Editor’s Note: A couple things of note about this very short item posted last week.
First, it is published by “GPS World.” It shows wide recognition in the satnav community that space-based sources for positioning, navigation and timing should be complemented with terrestrial sources. Any question about that should have been put to rest at this year’s Munich Satellite Navigation Summit.
Second, it discusses that all kinds of technologies are possible, eLoran is the only one that can meet maritime’s forecast needs, but that the problems implementing it are political, not technical.
The General Lighthouse Authorities of the U.K. and Ireland (GLA) reached Initial Operational Capability for eLoran on the East coast of the U.K. Although it was shown to work well technically, it has not been possible to implement the system in Europe on a regional basis.
The GLA have also been involved in the potential development of other, non-satellite based, alternative systems.

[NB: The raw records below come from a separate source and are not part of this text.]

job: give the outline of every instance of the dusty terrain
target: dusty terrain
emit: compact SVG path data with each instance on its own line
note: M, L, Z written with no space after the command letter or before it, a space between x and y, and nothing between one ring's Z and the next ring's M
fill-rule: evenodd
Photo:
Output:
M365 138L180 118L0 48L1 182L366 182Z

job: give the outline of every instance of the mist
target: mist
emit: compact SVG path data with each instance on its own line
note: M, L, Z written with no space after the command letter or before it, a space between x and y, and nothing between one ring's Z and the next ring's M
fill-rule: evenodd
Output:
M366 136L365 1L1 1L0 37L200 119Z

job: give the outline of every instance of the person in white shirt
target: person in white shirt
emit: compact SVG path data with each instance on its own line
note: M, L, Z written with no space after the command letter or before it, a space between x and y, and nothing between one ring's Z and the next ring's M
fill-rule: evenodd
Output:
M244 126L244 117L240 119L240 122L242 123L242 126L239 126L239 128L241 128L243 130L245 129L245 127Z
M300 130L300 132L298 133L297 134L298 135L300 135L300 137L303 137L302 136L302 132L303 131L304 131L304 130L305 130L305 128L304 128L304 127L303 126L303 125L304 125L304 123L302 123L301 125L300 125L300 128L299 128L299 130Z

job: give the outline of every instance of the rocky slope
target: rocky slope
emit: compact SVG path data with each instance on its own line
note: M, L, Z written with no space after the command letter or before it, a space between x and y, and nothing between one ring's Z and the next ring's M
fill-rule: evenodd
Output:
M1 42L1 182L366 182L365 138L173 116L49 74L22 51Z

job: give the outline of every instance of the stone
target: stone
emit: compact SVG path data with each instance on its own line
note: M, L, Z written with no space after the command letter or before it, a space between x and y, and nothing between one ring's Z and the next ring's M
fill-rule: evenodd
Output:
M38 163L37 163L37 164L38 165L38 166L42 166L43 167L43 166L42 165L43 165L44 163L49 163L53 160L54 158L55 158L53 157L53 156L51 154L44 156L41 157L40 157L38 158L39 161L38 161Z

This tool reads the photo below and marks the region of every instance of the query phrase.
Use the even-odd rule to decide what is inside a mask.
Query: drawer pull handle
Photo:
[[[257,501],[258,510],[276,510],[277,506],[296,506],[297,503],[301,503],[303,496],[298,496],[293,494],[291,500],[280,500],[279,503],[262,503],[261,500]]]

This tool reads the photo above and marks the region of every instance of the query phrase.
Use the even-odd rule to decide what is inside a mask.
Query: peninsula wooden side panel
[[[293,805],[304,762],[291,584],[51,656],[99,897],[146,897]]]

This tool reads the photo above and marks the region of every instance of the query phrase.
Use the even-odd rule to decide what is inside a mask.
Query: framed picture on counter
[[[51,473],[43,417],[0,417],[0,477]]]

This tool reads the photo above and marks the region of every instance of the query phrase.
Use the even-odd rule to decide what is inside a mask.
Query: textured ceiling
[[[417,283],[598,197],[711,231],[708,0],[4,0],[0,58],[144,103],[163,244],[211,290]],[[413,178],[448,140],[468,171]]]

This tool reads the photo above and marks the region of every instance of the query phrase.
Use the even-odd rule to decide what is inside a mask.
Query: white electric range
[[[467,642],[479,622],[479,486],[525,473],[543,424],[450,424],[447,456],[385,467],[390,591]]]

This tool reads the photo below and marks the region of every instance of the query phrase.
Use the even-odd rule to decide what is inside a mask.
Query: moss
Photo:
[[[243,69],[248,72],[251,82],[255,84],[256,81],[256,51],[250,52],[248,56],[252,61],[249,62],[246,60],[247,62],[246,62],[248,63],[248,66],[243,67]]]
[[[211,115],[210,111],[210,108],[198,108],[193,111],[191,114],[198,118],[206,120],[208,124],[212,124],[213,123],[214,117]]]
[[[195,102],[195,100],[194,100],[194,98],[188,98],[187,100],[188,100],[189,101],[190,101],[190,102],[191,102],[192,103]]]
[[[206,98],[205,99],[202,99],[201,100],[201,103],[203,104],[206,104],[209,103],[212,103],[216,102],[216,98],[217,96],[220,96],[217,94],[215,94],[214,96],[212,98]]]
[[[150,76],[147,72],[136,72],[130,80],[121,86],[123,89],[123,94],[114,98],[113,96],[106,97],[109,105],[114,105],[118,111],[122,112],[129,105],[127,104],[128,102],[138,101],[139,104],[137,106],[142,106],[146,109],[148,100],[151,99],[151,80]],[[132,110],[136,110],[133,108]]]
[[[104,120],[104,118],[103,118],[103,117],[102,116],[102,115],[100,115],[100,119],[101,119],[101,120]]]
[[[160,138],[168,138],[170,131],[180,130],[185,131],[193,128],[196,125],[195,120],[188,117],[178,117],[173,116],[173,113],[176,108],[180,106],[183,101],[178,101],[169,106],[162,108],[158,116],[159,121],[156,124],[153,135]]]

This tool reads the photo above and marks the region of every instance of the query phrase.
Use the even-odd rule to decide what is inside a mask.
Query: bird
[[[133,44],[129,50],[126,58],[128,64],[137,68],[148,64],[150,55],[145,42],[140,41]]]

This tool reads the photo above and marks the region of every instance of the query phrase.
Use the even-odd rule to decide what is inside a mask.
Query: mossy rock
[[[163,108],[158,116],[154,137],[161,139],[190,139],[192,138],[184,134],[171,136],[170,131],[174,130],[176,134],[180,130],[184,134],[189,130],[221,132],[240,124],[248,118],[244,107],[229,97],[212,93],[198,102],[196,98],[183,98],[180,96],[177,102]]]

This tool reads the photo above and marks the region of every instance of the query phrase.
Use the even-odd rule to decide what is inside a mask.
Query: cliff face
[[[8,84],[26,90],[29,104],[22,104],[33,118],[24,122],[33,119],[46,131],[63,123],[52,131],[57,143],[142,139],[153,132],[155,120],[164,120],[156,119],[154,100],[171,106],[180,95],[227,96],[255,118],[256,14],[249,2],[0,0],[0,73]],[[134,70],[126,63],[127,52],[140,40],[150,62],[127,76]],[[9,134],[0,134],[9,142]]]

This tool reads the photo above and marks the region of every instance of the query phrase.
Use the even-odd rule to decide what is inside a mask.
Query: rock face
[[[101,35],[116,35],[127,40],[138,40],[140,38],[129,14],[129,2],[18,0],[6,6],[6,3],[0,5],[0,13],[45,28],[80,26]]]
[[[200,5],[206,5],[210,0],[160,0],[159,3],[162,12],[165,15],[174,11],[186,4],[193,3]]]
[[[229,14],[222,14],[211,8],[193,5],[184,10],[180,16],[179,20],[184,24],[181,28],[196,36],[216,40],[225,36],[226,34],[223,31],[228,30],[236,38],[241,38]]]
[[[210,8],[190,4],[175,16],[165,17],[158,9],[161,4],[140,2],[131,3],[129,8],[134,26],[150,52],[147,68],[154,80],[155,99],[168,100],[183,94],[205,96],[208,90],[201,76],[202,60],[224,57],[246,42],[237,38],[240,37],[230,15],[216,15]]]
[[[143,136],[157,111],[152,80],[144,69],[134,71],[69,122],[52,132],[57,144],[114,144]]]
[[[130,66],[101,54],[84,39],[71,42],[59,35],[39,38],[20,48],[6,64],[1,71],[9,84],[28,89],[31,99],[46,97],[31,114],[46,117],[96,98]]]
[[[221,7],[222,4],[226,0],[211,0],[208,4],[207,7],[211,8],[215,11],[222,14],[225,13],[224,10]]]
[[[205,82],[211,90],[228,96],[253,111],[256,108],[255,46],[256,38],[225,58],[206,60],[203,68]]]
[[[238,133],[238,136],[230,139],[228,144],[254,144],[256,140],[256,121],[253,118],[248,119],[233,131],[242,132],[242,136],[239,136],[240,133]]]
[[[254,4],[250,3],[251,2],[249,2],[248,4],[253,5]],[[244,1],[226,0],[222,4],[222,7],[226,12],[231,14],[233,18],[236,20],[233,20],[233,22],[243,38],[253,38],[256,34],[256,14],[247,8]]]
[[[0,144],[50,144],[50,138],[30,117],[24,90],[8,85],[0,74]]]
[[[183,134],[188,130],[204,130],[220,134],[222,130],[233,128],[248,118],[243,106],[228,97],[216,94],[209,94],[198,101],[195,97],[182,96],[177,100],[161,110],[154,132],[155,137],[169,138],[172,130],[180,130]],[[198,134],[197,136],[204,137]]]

These may now form the basis of positioning resiliency either individually, or as a tapestry of systems serving the maritime navigator in Europe, unless current plans for commercial operation of eLoran come to fruition.
Here we consider the technical and regulatory status of eLoran in comparison with the other options, and explore necessary steps to protect the maritime navigator in the face of increasing GNSS outages. Several alternative backup technologies could be considered complementary to GNSS for future introduction into ships’ Integrated Navigation Systems. They have varying capabilities, and different limitations and levels of maturity, summarized in Table 1. Figure 1 shows estimated timescales for development and implementation.
■ eLoran is the only complementary backup system that can be implemented within the timescale envisaged for the introduction of e-navigation; however, there are political obstacles to implementation, at least in Europe.
■ R-mode and possibly radar positioning could be introduced by about 2030; however, both have inherent coverage limitations. Feasibility studies are needed to assess their economic viability.
■ Other options, such as inertial systems and signals of opportunity, might emerge as viable alternatives by 2030, but there are large uncertainties about technical and regulatory matters.
■ Quantum devices and options such as bathymetric and geomagnetic positioning can only be considered as longer term and uncertain possibilities.
■ A multi-system solution may offer the best approach. The IMO concept of the Integrated Navigation System aboard vessels, incorporating a multi-system receiver, provides flexibility for the inclusion of the above positioning technologies, if and when they become available, at an affordable cost.